Recommendation: TDCUpsertEventsJob: Huge amounts of time consumed, investigate retry mechanism feedback

This job is your highest by total time consumed (i.e.: total time spent running), so I’d like to reduce that to increase our available capacity. There’s something very weird going on in this job regarding retries I think. We should talk through how Retriable works and what we think are reasonable defaults here. The Sentry data is unclear as to why this job takes so long but I have some hypotheses.

Recommendation: Install jemalloc and reduce Sidekiq task definition memory to 2048, 1024 long term

I noticed all Sidekiq tasks are set to 4GB. That’s usually more than required. We can install jemalloc and probably remove ~90% of your memory usage problems and reduce this to 2GB. Long term I’d like to get this down to 1GB.

Recommendation: Fix sidekiq pool/concurrency size mismatch

I prefer people set these to the same value somehow. Usually the simplest way is to just rely on how Sidekiq uses RAILS_MAX_THREADS as it’s default concurrency value (Puma too), and use that to control database pool size AND concurrency everywhere.

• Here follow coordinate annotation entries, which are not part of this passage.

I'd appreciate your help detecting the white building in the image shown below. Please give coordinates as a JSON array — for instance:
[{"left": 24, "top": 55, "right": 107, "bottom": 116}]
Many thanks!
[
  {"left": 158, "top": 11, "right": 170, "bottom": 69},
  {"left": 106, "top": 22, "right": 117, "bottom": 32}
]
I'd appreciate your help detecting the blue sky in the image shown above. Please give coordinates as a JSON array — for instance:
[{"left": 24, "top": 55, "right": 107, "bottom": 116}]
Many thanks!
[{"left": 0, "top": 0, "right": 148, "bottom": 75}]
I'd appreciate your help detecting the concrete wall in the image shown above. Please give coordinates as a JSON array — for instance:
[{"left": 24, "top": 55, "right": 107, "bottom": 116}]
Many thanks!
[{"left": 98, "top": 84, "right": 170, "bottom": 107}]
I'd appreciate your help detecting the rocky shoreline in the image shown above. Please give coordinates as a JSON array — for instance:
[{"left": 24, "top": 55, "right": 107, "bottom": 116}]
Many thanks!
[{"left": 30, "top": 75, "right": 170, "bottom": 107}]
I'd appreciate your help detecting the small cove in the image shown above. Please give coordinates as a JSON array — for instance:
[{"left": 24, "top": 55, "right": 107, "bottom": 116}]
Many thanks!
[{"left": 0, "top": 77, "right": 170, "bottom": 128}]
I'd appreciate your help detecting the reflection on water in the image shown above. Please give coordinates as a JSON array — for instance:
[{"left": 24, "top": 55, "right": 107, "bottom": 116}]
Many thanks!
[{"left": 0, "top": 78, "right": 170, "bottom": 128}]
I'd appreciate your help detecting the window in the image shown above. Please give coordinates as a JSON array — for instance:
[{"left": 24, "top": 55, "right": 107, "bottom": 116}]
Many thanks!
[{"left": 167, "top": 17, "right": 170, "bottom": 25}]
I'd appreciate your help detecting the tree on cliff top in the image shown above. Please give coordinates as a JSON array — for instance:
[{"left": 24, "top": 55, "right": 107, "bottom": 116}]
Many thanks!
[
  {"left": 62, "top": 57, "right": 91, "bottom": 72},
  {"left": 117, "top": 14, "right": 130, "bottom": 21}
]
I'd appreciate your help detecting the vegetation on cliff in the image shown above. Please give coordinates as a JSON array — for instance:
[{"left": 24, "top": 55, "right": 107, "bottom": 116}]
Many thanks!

Recommendation: volatile-lru is not ideal for sidekiq

Your Redis store is set to volatile-lru expiration. This could result in the permanent loss of Sidekiq stats data as well as any other data Mike decides now or in the future will have an expiry, such as the new profiler stuff or Iterable state.

Recommendation: Do not use same Redis store for cache, actioncable and sidekiq (env vars diff?)

It was unclear to me if the cache and Sidekiq are actually using the same Redis store, but I know that actioncable and Sidekiq definitely are. This is unsafe, as all three types of store should a) fail independently and b) generally should have different memory sizes and expiration policies (as just mentioned).

Migrate this to three different elasticache instances.